Dwanaście tysięcy polskich fanów przyjechało w piątek do Gdańska, by obejrzeć występ największej światowej skandalistki. To jeden z jej europejskich występów światowej trasy koncertowej "The Monster Ball".
Podczas koncertu wielokrotnie dawała rodzimym miłośnikom jej twórczości znać, że są dla niej bardzo ważni. Owinęła się nawet polską flagą.
- Nie wiem, co bym bez was zrobiła! Jesteście najbardziej... - łkała na koncercie. - Nawet nie wiem, co powiedzieć... Bardzo wam dziękuję!
Jednak zaraz po koncercie ruszyła na lotnisko, wsiadła do samolotu i... tyle ją widzieliśmy. Nie obejrzała miasta, w którym rozpoczęła się II wojna światowa, gdzie narodziła się Solidarność, dając nadzieję na wolność krajom Europy Środkowej... Wielka gwiazda wolała nocleg w Holandii.
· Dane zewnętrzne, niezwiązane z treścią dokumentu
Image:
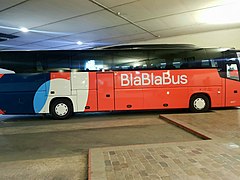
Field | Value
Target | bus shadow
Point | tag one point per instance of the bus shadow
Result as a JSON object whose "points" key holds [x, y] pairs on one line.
{"points": [[101, 115]]}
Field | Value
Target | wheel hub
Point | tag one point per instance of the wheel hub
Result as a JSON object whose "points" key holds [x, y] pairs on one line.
{"points": [[61, 109]]}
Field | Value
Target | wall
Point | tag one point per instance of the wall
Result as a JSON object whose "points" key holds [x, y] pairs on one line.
{"points": [[222, 38]]}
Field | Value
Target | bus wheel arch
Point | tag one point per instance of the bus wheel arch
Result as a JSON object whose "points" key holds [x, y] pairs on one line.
{"points": [[199, 102], [61, 108]]}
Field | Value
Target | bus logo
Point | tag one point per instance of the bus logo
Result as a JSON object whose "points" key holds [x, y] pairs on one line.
{"points": [[146, 79]]}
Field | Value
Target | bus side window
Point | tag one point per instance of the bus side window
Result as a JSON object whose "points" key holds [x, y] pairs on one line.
{"points": [[232, 72]]}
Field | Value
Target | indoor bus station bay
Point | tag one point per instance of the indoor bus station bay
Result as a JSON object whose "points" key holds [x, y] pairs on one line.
{"points": [[119, 90]]}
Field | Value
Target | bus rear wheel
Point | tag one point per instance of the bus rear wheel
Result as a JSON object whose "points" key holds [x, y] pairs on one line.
{"points": [[61, 109], [199, 103]]}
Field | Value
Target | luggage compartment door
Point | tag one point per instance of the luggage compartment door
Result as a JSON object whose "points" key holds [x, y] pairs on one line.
{"points": [[105, 88]]}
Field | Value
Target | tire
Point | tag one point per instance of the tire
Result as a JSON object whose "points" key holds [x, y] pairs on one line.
{"points": [[199, 103], [61, 109]]}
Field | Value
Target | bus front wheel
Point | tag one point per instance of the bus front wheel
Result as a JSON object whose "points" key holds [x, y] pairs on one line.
{"points": [[199, 103], [61, 109]]}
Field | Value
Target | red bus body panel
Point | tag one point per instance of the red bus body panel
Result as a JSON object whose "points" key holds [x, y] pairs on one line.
{"points": [[105, 89]]}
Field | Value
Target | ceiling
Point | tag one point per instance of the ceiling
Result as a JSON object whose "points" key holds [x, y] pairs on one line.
{"points": [[59, 24]]}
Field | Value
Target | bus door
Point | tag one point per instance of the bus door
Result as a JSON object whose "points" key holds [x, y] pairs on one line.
{"points": [[105, 88], [232, 84]]}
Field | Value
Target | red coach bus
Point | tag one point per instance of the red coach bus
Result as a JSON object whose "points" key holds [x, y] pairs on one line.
{"points": [[134, 77]]}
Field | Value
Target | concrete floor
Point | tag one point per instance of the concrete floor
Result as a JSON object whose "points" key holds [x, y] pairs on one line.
{"points": [[32, 147], [218, 158]]}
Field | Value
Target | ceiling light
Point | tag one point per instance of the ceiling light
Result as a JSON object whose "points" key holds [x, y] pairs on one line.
{"points": [[225, 14], [79, 43], [23, 29]]}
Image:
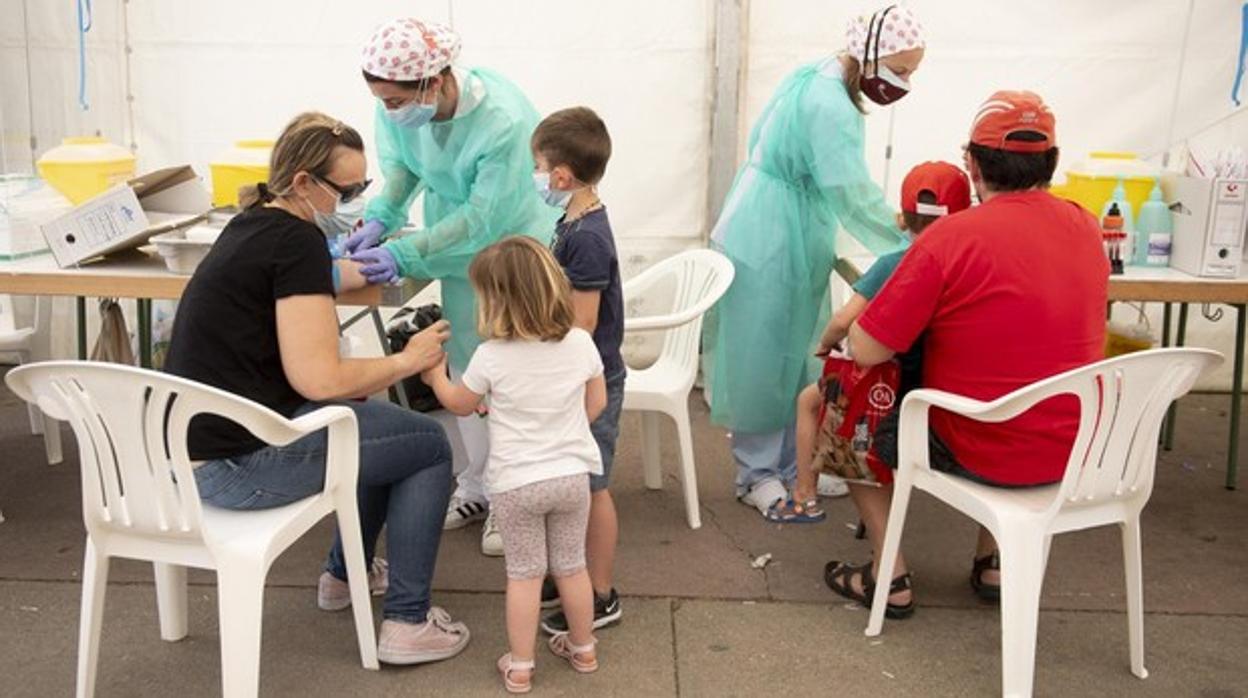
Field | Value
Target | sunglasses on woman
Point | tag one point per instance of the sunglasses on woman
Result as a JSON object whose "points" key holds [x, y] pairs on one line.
{"points": [[346, 192]]}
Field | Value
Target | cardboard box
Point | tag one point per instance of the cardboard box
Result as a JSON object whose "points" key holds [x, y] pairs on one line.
{"points": [[127, 215], [25, 204]]}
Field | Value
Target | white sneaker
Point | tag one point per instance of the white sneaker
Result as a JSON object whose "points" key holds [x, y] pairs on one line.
{"points": [[333, 594], [831, 486], [461, 512], [765, 493], [491, 540], [437, 638]]}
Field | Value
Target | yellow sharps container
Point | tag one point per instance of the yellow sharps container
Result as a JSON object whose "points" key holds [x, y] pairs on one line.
{"points": [[84, 166]]}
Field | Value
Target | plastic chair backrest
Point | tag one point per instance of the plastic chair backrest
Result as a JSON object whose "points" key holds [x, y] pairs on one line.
{"points": [[700, 279], [1122, 402], [131, 426]]}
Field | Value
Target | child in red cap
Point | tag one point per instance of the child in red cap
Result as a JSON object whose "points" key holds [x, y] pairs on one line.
{"points": [[930, 190]]}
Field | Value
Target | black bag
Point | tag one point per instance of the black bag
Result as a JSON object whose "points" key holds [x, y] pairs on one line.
{"points": [[403, 326]]}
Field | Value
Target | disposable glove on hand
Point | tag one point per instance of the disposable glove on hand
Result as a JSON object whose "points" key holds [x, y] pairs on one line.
{"points": [[380, 265], [367, 237]]}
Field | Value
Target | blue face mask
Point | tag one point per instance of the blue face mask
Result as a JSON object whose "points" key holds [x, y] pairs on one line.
{"points": [[342, 220], [412, 115], [552, 196]]}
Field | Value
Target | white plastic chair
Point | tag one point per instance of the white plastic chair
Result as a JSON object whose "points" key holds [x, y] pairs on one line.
{"points": [[1108, 480], [31, 344], [698, 279], [140, 501]]}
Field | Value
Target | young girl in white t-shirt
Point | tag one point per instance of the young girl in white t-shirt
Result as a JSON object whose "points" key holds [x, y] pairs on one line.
{"points": [[544, 382]]}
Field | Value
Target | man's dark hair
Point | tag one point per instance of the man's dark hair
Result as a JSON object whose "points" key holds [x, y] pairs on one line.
{"points": [[1005, 170], [578, 139]]}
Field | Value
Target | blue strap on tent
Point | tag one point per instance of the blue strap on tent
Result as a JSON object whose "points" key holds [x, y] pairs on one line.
{"points": [[1243, 54], [84, 8]]}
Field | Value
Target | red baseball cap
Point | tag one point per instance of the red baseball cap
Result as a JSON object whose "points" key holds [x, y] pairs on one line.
{"points": [[946, 181], [1014, 111]]}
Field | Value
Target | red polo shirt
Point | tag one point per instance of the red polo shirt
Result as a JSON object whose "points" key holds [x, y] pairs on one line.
{"points": [[1009, 292]]}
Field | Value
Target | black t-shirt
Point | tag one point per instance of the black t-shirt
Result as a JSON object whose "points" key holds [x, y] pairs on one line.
{"points": [[225, 334], [585, 249]]}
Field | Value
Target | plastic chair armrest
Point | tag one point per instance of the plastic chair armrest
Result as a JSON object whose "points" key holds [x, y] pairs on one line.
{"points": [[660, 321]]}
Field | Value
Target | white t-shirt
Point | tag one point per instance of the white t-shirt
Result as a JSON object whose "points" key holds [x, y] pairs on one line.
{"points": [[538, 427]]}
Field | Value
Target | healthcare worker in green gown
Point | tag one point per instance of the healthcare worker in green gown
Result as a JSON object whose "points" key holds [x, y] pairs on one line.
{"points": [[804, 177], [461, 137]]}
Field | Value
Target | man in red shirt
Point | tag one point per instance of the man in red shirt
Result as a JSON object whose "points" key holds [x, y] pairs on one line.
{"points": [[1002, 295]]}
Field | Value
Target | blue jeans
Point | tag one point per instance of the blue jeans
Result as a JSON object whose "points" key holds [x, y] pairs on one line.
{"points": [[764, 456], [607, 430], [404, 483]]}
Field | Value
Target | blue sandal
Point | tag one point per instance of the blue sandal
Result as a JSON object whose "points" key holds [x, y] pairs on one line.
{"points": [[790, 511]]}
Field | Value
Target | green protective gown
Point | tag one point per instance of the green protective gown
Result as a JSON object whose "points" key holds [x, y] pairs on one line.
{"points": [[805, 175], [476, 171]]}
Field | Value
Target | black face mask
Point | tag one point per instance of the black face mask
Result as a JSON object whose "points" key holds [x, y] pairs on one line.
{"points": [[884, 86]]}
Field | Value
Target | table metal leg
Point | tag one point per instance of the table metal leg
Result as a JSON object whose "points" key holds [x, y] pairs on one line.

Może piosenkarka pomieszkująca w luksusowym londyńskim hotelu Mandarin Oriental uznała, że w Trójmieście nie ma odpowiedniego dla niej miejsca. GaGa ma też słabość do oryginalnej kuchni włoskiej i uwielbia steki z pastą cebulową. Czyżby uznała, że Polacy nie są w stanie zrobić odpowiedniego jedzenia? A może po prostu doszła do wniosku, że jest u nas za zimno.
Nawet nie wie, biedaczka, ile ją ominęło atrakcji. Ale może doceni walory Polski, kiedy wpadnie tu znowu na koncert.